[Resenha]: A Cabana — de William P. Young

Sinopse: Durante uma viagem de fim de semana, a filha mais nova de Mack Allen Phillips é raptada e evidências de que ela foi brutalmente assassinada são encontradas numa velha cabana. Após quatro anos vivendo numa tristeza profunda causada pela culpa e pela saudade da menina, Mack recebe um estranho bilhete, aparentemente escrito por Deus convidando-o a voltar à cabana onde aconteceu a tragédia. Apesar de desconfiado, ele vai ao local numa tarde de inverno e adentra passo a passo o cenário de seu mais terrível pesadelo. Mas o que ele encontra lá muda o seu destino para sempre. Em um mundo cruel e injusto, A Cabana levanta um questionamento atemporal: se Deus é tão poderoso, por que não faz nada para amenizar o nosso sofrimento?

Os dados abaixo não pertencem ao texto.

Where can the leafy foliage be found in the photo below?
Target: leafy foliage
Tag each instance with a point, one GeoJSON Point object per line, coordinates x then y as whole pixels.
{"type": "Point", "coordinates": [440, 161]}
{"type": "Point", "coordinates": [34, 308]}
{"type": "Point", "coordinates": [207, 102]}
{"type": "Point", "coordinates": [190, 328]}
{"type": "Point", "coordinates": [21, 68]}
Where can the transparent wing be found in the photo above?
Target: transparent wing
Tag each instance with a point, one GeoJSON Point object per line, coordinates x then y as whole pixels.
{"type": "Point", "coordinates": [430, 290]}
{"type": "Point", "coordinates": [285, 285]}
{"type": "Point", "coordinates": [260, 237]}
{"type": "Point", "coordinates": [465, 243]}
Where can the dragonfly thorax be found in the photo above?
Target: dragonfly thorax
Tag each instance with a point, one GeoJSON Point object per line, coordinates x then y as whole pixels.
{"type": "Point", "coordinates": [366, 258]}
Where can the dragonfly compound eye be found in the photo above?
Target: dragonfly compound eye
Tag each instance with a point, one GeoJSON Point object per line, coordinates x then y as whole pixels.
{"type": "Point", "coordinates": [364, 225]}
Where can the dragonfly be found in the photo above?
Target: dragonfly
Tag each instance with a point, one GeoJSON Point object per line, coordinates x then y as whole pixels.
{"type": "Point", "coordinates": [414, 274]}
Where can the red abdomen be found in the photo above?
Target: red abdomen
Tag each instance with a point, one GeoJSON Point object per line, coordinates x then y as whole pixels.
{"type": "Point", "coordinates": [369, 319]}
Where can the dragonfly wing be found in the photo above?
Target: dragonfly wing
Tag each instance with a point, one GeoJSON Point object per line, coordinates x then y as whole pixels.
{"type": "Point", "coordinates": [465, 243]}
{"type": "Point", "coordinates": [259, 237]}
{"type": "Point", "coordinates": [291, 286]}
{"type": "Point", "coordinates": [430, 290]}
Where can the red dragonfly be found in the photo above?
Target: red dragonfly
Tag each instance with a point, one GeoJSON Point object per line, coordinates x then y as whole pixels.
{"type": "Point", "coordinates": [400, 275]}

As respostas que Mack encontra vão surpreender você e podem transformar sua vida de maneira tão profunda, como aconteceu com ele. Você vai querer partilhar este livro com todas as pessoas que ama.

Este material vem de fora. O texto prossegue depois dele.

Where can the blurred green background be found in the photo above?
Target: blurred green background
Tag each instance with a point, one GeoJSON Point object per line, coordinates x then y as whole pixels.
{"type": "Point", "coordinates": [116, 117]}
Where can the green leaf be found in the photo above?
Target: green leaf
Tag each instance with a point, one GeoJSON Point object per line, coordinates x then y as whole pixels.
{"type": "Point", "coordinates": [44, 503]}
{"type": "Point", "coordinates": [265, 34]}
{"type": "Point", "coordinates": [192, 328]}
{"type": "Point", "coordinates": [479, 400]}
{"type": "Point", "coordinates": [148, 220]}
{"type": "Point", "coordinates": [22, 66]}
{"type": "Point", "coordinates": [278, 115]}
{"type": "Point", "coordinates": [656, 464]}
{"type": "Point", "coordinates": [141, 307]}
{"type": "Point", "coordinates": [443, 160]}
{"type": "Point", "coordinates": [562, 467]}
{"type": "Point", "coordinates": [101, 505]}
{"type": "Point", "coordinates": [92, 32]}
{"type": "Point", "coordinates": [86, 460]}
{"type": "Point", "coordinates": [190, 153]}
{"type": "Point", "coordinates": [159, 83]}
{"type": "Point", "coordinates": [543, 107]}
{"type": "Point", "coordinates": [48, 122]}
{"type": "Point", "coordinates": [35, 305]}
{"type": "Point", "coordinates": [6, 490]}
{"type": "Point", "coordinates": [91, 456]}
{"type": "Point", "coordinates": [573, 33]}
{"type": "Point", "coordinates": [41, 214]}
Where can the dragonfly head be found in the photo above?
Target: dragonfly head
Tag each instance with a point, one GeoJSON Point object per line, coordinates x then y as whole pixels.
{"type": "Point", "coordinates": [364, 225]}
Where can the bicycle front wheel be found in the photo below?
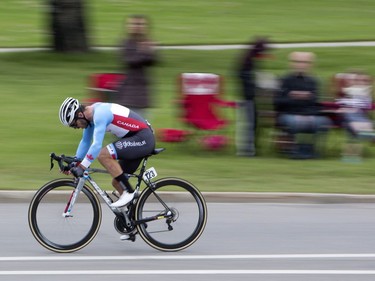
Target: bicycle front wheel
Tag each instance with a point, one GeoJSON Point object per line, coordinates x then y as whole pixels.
{"type": "Point", "coordinates": [56, 232]}
{"type": "Point", "coordinates": [171, 216]}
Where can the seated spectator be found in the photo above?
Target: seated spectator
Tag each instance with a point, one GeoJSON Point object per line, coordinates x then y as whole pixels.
{"type": "Point", "coordinates": [355, 103]}
{"type": "Point", "coordinates": [297, 106]}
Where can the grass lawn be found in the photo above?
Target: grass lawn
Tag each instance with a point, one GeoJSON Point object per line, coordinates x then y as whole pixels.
{"type": "Point", "coordinates": [35, 84]}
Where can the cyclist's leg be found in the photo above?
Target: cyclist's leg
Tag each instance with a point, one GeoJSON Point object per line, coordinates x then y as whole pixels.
{"type": "Point", "coordinates": [126, 149]}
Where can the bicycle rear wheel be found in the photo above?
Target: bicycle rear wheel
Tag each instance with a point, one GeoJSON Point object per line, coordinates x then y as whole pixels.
{"type": "Point", "coordinates": [185, 226]}
{"type": "Point", "coordinates": [56, 232]}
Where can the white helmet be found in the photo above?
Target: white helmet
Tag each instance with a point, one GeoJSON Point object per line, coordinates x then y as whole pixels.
{"type": "Point", "coordinates": [68, 110]}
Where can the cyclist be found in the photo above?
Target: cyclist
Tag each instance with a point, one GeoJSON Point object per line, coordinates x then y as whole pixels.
{"type": "Point", "coordinates": [135, 140]}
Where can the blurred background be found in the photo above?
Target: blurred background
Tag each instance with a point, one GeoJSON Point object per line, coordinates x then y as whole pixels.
{"type": "Point", "coordinates": [64, 37]}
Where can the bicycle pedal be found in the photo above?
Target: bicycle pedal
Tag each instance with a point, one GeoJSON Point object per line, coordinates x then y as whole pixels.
{"type": "Point", "coordinates": [116, 194]}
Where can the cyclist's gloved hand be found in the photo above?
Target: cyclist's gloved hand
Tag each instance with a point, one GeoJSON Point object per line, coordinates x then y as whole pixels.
{"type": "Point", "coordinates": [77, 171]}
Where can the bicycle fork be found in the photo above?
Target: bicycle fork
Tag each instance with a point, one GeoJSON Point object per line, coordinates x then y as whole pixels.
{"type": "Point", "coordinates": [73, 198]}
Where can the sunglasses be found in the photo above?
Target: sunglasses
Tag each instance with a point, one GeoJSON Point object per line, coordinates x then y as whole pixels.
{"type": "Point", "coordinates": [74, 123]}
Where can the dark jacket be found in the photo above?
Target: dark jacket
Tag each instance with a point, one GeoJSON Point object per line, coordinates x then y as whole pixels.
{"type": "Point", "coordinates": [247, 66]}
{"type": "Point", "coordinates": [297, 82]}
{"type": "Point", "coordinates": [134, 92]}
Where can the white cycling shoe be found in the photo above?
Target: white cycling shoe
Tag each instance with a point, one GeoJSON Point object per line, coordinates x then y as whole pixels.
{"type": "Point", "coordinates": [124, 237]}
{"type": "Point", "coordinates": [124, 199]}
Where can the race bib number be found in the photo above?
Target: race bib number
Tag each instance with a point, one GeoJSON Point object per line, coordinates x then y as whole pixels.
{"type": "Point", "coordinates": [149, 174]}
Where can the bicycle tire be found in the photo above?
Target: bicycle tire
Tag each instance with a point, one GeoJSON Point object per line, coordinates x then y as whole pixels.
{"type": "Point", "coordinates": [64, 234]}
{"type": "Point", "coordinates": [189, 209]}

SIM! Aproveitando o momento que o trailer dessa maravilhosa adaptação foi divulgado, resolvi postar a resenha deste livro que me tocou profundamente. Portanto, se você também curte um enredo que toque o âmago, vem junto conferir a resenha. \o

Sensível! 
Emocionante! 
Surpreendente! 

O que você faria se ficasse de frente com Deus e tivesse a chance de questioná-lo sobre tantas coisas que lhe perturbam e das quais sofre? 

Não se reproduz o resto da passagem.